Aku hampir putus asa dan menerobos masuk andai saja wanita itu tidak tiba-tiba membuka pintu dan berjalan keluar ruangan. Dia bahkan sempat menatapku.

"Kau mahasiswi tingkat satu kan?" Tanyanya.

"Yes mam." Anggukku.

"Apa yang kau lakukan di sini?" Tanyanya.

"Mr. Hudson memintaku ke ruangannya untuk memberiku tugas." Jawabku formal.

"Ok, ambil tugasnya dan cepat pergi."

Aku mengrenyitkan alisku tapi kemudian kututup dengan senyuman, tanpa harus menjawab. Setelah wanita itu benar-benar pergi dari hadapanku, aku mengetuk pintu ruangan Christ kembali dan dia mempersilahkan aku masuk.

Aku masuk tanpa senyum sama sekali yang menghiasi wajahku.

"Kau tidak memakan sarapanmu hari ini?" Tanyanya.

Aku menghela nafas dalam, rasanya ada batu besar yang mengganjal tenggorokanku. "Berikan saja aku hukuman dan aku akan segera pergi." Kataku ketus.

"Hei, apa yang terjadi denganmu? Kau marah karena aku menghukummu di depan teman-temanmu?" Tanyanya.

Aku menelan ludah. "Aku bahkan tidak masalah jika kau menghukumku didepan semua orang." Kataku singkat tanpa menatapnya.

"Lalu kenapa dengan wajahmu, ada masalah?
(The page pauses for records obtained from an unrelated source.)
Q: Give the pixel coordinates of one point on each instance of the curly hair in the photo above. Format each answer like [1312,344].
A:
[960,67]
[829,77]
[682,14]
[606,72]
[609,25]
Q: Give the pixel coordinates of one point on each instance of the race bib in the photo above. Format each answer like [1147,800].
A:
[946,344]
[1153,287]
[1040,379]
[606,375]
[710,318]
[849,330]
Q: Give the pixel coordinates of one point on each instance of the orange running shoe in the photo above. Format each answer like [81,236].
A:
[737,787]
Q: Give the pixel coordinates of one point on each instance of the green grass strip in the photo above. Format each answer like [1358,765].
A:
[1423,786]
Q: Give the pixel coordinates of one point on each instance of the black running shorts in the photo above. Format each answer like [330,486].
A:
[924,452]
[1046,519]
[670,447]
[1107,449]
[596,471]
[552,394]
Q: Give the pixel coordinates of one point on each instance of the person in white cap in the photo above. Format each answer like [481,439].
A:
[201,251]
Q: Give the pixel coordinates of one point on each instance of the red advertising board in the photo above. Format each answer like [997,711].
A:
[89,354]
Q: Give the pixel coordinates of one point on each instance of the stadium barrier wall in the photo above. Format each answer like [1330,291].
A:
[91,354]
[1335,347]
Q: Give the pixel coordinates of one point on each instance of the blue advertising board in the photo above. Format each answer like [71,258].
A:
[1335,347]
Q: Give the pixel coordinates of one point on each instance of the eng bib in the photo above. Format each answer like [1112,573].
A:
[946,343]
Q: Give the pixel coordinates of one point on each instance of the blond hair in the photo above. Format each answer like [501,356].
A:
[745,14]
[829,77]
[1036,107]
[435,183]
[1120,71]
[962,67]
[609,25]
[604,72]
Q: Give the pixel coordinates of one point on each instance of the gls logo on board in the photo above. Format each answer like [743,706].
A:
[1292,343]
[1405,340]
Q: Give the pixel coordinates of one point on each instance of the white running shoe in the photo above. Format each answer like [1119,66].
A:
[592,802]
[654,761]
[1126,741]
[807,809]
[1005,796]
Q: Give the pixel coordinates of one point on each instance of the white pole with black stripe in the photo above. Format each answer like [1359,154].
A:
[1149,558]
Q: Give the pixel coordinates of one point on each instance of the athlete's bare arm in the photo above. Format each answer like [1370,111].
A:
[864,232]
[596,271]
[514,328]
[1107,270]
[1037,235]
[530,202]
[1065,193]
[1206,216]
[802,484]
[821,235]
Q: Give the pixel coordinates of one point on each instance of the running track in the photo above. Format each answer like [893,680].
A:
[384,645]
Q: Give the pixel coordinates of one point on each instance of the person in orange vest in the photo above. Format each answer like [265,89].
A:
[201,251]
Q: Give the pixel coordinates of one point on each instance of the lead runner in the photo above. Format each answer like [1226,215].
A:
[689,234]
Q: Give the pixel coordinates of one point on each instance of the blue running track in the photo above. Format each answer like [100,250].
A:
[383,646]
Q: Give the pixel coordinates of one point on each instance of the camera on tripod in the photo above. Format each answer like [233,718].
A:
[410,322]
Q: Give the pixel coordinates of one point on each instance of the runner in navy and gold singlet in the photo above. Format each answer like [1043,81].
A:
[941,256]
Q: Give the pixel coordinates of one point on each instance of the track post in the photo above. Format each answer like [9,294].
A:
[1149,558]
Kau tidak menyukai supir yang mengantarmu?"

"Perlakukan aku seperti mahasiswa, jika anda ingin memberikanku hukuman, berikan saja dan aku akan cepat pergi." Kataku.

Christ berdiri dari kursinya dan berjalan menghampiriku. Dia meraih wajahku dan aku menepis tangannya.

"Don't touch me." Kataku pelan, meski aku tidak benar-benar ingin mengatakannya tapi Christ sudah mendengarnya kurasa.

"You mad at me?" Tanyanya sambil menatapku dalam.

"Berikan saja aku email untuk hukumanku. Aku akan pergi sekarang." Aku keluar dari ruangannya dengan dada yang terbakar cemburu. Entahlah wajah Mss. Hwait benar-benar membuatku ingin mengamuk pada semua orang yang mengajakku bicara. Aku bahkan meninggalkan supir itu didalam mobil dan pergi diam-diam keluar dari kampus, berjalan kaki menuju kedai. Hari ini hanya ada kuliah pagi dan sisanya bisa kuhabiskan di kedai kopi dengan perasaan yang lain, karena atmosfernya pasti berbeda.

Soal Christ, aku akan melupakannya sekilas. Itu yang kubutuhkan, meninggalkan semua tentang Christ untuk sementara waktu dan menarik nafas untuk diriku sendiri. Belakangann ini duniaku terpusat pada Christ hingga aku hampir kehilangan diriku yang sebenarnya.